Denote by $m_{i}$ mathematicians and $l_{j}$ languages.
Take $m_{1}$. He needs to have a language to talk to $(m_{i})_{i=2}^{9}$. If $m_{1}$ speaks only one language, $l_{1}$, say, then all other mathematicians speak $l_{1}$, not possible. If $m_{1}$ speaks two languages, $l_{1}$ and $l_{2}$ say, then no matter how you distribute these two languages among $(m_{i})_{i=2}^{9}$, five mathematicians will speak either $l_{1}$ or $l_{2}$, not possible.
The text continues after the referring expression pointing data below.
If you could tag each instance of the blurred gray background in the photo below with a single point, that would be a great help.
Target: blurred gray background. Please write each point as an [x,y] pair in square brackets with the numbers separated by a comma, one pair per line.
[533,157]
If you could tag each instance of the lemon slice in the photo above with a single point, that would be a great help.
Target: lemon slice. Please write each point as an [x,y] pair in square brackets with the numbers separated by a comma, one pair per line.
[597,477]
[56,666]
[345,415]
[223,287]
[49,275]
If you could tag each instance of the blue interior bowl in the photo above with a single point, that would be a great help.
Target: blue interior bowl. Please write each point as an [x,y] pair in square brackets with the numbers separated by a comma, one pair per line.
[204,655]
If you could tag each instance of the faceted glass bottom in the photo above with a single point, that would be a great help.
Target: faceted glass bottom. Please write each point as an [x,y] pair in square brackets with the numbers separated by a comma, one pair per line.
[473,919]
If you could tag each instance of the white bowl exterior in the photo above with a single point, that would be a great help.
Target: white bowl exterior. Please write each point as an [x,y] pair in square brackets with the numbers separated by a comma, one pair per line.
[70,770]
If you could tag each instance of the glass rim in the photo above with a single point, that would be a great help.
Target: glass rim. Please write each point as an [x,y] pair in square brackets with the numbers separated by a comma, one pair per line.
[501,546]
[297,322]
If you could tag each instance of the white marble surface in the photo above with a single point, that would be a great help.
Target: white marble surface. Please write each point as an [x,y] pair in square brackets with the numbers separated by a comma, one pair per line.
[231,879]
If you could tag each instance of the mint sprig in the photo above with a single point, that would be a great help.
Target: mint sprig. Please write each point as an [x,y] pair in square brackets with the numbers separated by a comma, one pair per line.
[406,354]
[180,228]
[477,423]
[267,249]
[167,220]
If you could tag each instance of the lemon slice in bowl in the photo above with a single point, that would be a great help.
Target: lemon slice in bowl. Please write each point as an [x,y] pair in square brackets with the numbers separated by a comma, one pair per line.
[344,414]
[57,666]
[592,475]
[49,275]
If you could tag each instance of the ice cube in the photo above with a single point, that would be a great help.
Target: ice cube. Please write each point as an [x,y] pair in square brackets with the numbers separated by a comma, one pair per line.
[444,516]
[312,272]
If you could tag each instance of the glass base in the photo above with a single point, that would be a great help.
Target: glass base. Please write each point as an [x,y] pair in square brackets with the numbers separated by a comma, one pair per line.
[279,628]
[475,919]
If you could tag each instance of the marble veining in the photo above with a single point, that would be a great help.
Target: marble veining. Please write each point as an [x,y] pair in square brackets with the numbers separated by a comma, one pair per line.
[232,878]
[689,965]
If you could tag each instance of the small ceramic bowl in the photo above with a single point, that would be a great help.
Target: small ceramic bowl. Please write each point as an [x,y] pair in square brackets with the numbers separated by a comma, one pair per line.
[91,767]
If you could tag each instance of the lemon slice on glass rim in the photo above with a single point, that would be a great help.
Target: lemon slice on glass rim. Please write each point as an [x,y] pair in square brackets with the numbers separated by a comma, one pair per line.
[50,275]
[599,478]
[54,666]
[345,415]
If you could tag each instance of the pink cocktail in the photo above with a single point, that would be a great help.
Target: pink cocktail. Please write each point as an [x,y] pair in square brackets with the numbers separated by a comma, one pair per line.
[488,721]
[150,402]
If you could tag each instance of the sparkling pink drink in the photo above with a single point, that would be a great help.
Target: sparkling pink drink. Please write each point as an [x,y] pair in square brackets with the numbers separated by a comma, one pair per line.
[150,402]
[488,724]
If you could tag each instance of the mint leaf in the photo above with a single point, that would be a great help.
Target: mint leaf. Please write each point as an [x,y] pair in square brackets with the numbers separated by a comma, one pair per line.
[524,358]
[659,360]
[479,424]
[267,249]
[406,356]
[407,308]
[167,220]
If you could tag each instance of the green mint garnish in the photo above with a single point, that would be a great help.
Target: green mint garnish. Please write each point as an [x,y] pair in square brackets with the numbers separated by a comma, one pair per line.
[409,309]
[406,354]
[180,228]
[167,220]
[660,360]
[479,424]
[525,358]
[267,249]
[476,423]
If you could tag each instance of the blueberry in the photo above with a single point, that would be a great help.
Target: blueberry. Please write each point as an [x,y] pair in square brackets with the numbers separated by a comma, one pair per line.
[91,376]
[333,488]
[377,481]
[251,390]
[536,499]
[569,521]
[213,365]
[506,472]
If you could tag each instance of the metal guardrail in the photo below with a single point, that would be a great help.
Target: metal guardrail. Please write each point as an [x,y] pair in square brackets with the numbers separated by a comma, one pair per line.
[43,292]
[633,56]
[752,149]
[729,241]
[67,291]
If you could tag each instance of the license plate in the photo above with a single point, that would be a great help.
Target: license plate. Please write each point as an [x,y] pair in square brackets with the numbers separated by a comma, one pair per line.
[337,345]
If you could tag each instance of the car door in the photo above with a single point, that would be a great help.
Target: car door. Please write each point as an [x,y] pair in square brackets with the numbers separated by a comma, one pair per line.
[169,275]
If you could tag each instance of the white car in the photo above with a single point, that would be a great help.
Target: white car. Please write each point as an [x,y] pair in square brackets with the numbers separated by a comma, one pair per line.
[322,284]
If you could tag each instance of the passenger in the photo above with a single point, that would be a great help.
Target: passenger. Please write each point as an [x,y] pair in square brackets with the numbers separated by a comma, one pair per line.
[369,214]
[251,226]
Hence $m_{1}$ speaks three languages $l_{1}$, $l_{2}$ and $l_{3}$.
Since $m_{1}$ speaks $(l_{j})_{j=1}^{3}$, at most three $(m_{i})_{i=2}^{9}$ speak $l_{j}$ for all $j\in\{1,2,3\}$ (if four spoke $l_{j}$ then $m_{1}$ and these four would spoke $l_{j}$). Since there are eight other mathematicians besides $m_{1}$, one can assume without loss of generality that $(m_{i})_{i=2,3}$ speak $l_{3}$, $(m_{i})_{i=4,5,6}$ speak $l_{2}$ and $(m_{i})_{i=7,8,9}$ speak $l_{1}$.
Since $(m_{i})_{i=1,7,8,9}$ speak $l_{1}$, no other mathematician can speak $l_{1}$. Since $(m_{i})_{i=1,2,3,4}$ speak $l_{3}$, no other mathematician can speak $l_{3}$.